To the east and west,
up, down, across the great expanse of sloping mountains.
Then to the sweep of sea from coast to horizon
and to the murk beyond.
Sensation upon sensation came together,
collided and united,
held within, enveloped by a landscape.
So simple. So much.
So hard to explain.
Then it was that I became aware of chimes,
airborne reminders of the land underfoot,
the slopes where we were not alone.
Amid the earth and rocks
and thorny burnet and poison onion,
we walked lands used by shepherds
for eons long past and yet still today.
Rock and ridge and slope,
What other place for foraging goats?
Tones in varied abundance,
wind ringing the bells of a meandering flock.
Simple, uncomplicated sounds,
the only music that belonged there.
Even to say…katsiká…was to hear rhythm
In the Grecian name for goats.
Goat to goat, each bell differs,
size, shape and metal,
with time, battered, bent,
tonality changed, exquisitely unique.
Roaming free, the goats easily amble, scramble
across, up and down rocky hillsides,
terrain that so challenged,
tested my every step.
With every move, each clapper
strikes yet again and then again
emitting its own klunk, klack, klank, or klink.
As the goats paused to graze or gaze at us,
the bells swayed with the wind alone
and seemed never silent.
The orchestra of bells chimed
in compliment and in clash and in random repeat.
Voices of goats the chorus,
bleating heard every now, then, here, there.
Sounds harsh, nasal and abrupt,
in contrast to the ringing chimes.
Raw and real and beautiful,
overwhelming and extraordinary.
So very there was I.
As when an orchestra reaches dramatic crescendo,
the music of that moment and that place
carried abundant and immense sensations
into and through all
of my mind, my soul, my body.
In an instant, I was immersed, saturated,
every sense heightened.
My spirit soared and silently sang.
Klink klink klunk klack klank
Klunk klackety klunk
Klink klink klack klunk klunk
Solo and duo,
trio and orchestra,
harmony in compliment and competition.
Notes strung together
irregular and overlapping,
de facto as composition and celebration.
Underscoring voices
of the katsiká.
Every note freeform and voice unexpected.

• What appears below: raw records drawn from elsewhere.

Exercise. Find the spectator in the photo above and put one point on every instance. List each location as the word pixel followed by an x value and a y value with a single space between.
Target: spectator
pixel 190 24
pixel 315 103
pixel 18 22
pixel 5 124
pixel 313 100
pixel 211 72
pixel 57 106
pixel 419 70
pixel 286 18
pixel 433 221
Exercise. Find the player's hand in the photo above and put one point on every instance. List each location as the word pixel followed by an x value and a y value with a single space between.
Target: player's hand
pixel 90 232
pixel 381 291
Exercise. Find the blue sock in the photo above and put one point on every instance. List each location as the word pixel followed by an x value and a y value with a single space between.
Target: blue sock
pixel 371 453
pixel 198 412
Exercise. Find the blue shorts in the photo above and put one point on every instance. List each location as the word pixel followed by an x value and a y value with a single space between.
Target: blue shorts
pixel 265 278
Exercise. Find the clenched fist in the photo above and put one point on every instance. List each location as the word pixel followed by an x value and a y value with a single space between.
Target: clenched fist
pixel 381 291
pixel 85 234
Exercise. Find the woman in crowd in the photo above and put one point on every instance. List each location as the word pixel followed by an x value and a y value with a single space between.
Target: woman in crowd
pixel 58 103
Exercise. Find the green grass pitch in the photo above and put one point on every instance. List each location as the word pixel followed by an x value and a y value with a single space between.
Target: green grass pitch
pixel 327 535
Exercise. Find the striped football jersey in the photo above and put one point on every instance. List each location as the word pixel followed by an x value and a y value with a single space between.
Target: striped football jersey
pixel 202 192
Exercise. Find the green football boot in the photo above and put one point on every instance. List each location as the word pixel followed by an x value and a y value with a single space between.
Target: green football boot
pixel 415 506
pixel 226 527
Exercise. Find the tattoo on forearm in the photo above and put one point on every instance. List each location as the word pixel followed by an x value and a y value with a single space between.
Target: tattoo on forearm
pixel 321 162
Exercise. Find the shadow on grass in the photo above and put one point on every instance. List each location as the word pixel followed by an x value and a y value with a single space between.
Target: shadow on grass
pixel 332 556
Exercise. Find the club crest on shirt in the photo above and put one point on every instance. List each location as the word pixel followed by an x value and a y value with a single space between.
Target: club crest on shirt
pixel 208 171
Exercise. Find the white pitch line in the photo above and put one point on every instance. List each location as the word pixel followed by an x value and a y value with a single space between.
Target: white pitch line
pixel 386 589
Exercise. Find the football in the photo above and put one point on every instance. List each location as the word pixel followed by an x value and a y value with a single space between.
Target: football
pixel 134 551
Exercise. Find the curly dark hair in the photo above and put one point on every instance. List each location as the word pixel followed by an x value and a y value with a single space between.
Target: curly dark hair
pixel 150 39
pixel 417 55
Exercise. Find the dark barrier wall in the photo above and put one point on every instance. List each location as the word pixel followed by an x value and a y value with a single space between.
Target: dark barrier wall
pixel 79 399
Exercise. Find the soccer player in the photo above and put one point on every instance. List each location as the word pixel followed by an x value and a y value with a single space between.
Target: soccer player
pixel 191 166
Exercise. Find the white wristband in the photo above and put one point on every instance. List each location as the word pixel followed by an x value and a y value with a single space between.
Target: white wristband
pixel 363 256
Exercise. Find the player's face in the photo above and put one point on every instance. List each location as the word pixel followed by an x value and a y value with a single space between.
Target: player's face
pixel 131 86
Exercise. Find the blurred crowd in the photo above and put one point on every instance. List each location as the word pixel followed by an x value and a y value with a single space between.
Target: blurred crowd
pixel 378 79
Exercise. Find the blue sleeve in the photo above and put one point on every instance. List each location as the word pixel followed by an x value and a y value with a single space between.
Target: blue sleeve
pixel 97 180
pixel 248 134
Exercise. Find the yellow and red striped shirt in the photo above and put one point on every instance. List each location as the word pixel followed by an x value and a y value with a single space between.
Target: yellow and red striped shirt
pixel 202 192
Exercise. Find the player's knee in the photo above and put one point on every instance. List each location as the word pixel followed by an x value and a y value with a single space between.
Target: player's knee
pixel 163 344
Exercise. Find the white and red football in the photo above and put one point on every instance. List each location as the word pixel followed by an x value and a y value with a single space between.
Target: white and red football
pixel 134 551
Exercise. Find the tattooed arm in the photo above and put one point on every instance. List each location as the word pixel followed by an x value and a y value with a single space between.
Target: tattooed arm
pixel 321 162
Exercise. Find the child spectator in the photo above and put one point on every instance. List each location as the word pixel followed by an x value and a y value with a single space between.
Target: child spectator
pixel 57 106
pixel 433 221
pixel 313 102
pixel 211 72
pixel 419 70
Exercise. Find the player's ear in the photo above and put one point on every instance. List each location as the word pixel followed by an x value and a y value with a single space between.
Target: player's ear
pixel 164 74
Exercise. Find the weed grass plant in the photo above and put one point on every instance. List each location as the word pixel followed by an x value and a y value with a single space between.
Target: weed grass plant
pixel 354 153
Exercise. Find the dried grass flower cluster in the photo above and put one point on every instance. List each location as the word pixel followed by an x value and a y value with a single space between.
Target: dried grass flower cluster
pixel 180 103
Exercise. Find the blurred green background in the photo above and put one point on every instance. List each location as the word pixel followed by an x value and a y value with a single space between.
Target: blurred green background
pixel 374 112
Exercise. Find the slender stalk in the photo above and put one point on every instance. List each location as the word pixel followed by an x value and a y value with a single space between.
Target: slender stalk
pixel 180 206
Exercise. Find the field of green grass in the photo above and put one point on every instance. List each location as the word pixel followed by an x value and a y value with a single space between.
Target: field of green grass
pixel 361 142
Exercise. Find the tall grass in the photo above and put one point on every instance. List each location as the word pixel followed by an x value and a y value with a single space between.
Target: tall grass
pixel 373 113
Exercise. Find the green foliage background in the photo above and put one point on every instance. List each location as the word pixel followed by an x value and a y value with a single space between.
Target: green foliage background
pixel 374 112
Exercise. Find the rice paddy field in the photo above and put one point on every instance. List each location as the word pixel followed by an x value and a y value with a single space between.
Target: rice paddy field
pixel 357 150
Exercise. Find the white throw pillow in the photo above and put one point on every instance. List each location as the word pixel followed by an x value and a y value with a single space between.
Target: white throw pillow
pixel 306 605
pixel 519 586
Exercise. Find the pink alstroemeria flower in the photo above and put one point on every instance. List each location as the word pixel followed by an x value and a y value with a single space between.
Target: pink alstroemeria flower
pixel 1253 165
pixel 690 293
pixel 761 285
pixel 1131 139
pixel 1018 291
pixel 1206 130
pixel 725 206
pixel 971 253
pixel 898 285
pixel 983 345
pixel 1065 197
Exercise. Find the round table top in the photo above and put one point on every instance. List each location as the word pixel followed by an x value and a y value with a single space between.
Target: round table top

So were the wind chimes of Kriti.
Klink klink klunk klack klank
Klunk klackety klunk
Klink klink klack klunk klunk
Home, once again immersed in the familiar.
Wind chimes of wood, metal and clay
hang just outside, below the eaves.
Windows open for summer breezes,
I hear their gentle chimes.
a sensation now changed.
Forever, I think,
those chimes will send my heart racing,
back to that day, that hillside,
to the moment Kriti so completely filled me.
Again and again, I will feel unending joy.
Author’s Note: The year 2001 produced a number of firsts for this Californian. They included a walking tour in Crete and the intense, vivid impressions that produced this story-poem.